Si l’Europe veut peser, elle devra apprendre à parler d’une seule voix. Mais comment concilier les échos des clochers et la souveraineté des nations ? Cette tâche, qu’on croirait empruntée à Sisyphe, est pourtant la clé. Car si l’Europe parvient à s’unir, elle pourrait devenir un acteur incontournable : médiateur entre les grandes puissances, artisan de la reconstruction de l’Ukraine, et modèle d’une résilience qui transcende les crises.
On oublie trop souvent que l’Europe reste une puissance économique majeure, une force discrète, mais réelle. Ses sanctions, son aide financière, ses investissements dans l’avenir montrent qu’elle possède des outils puissants. Mais, comme le soulignait Montesquieu, « le pouvoir n’est rien sans le courage de l’exercer ». Encore faut-il que l’Europe ose : qu’elle transforme son poids économique en levier diplomatique, qu’elle se pose en arbitre dans un monde multipolarisé.
Contrairement aux États-Unis, souvent perçus comme partisans, et à la Chine, toujours auréolée d’ambigüité, l’Europe pourrait incarner une autre voie : celle de la paix et de la stabilité. Mais cela exige une audace qui lui fait parfois défaut. Il ne suffit pas de vouloir ; il faut agir, comme le rappelle Rousseau : « La liberté ne se donne pas, elle se prend. »
Et si, au-delà de la géopolitique, l’Europe avait un autre rôle à jouer ? Celui de montrer qu’il est possible de concilier prospérité, solidarité et liberté. Si elle surmonte la crise énergétique, intègre les réfugiés et renforce sa défense sans renier ses valeurs, elle pourrait offrir au monde un modèle unique, une réponse subtile, mais puissante aux ambitions des régimes autoritaires.

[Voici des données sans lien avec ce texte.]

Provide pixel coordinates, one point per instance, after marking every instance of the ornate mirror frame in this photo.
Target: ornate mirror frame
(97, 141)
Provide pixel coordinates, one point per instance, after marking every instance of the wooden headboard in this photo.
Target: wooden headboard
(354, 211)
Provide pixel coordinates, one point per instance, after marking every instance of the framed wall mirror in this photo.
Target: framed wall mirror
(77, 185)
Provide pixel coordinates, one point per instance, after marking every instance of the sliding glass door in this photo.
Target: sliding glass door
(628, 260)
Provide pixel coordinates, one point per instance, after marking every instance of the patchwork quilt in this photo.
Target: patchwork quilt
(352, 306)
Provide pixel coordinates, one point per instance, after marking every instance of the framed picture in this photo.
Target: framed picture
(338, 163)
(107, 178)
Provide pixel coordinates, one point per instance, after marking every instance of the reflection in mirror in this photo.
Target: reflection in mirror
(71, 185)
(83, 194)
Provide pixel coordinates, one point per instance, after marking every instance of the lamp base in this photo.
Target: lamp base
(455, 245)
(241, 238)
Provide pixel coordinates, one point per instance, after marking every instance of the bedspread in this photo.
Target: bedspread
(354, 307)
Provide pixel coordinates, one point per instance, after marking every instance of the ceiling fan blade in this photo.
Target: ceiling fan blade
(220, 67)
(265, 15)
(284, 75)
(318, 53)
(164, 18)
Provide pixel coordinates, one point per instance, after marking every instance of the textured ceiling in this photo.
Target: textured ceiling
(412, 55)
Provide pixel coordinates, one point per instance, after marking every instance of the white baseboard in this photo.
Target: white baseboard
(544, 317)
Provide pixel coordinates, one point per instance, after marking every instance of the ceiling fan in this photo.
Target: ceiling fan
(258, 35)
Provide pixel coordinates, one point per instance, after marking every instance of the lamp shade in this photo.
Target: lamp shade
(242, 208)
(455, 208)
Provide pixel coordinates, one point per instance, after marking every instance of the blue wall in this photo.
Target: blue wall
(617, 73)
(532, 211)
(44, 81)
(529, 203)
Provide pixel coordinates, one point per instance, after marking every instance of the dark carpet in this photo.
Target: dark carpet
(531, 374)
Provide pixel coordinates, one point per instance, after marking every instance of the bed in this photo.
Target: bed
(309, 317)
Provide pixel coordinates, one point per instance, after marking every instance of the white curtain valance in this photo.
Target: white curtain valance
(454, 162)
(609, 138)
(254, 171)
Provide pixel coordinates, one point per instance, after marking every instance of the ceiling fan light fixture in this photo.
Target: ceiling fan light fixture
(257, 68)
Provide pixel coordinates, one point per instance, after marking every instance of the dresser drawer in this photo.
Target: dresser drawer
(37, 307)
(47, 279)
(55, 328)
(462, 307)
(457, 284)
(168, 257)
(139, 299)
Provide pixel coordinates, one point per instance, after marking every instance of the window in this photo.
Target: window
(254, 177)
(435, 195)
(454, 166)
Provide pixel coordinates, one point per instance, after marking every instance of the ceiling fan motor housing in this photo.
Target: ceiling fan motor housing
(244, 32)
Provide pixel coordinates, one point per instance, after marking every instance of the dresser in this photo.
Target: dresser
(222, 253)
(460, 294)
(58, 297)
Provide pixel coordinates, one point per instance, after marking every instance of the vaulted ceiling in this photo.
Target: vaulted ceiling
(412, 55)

Mais, hélas, l’Europe est souvent son propre obstacle. Comme l’écrivait Malraux, elle est « un continent de vieilles pierres et de jeunes idées ». Cet attachement à son passé, si noble soit-il, peut parfois l’empêcher de se projeter dans l’avenir. Pourtant, dans les grands moments de l’Histoire, elle a su surprendre, s’élever, se réinventer.
Alors, quel rôle pour l’Europe dans ce drame qui se joue ? Celui d’un acteur hésitant, certes, mais encore capable d’éclats. Peut-être est-il temps pour elle de se souvenir que, loin d’être un simple témoin, elle a été, et peut redevenir, l’un des grands auteurs de l’Histoire. Elle peut aussi si elle ni prend garde, être absente de la résolution du conflit et sortir de l’Histoire.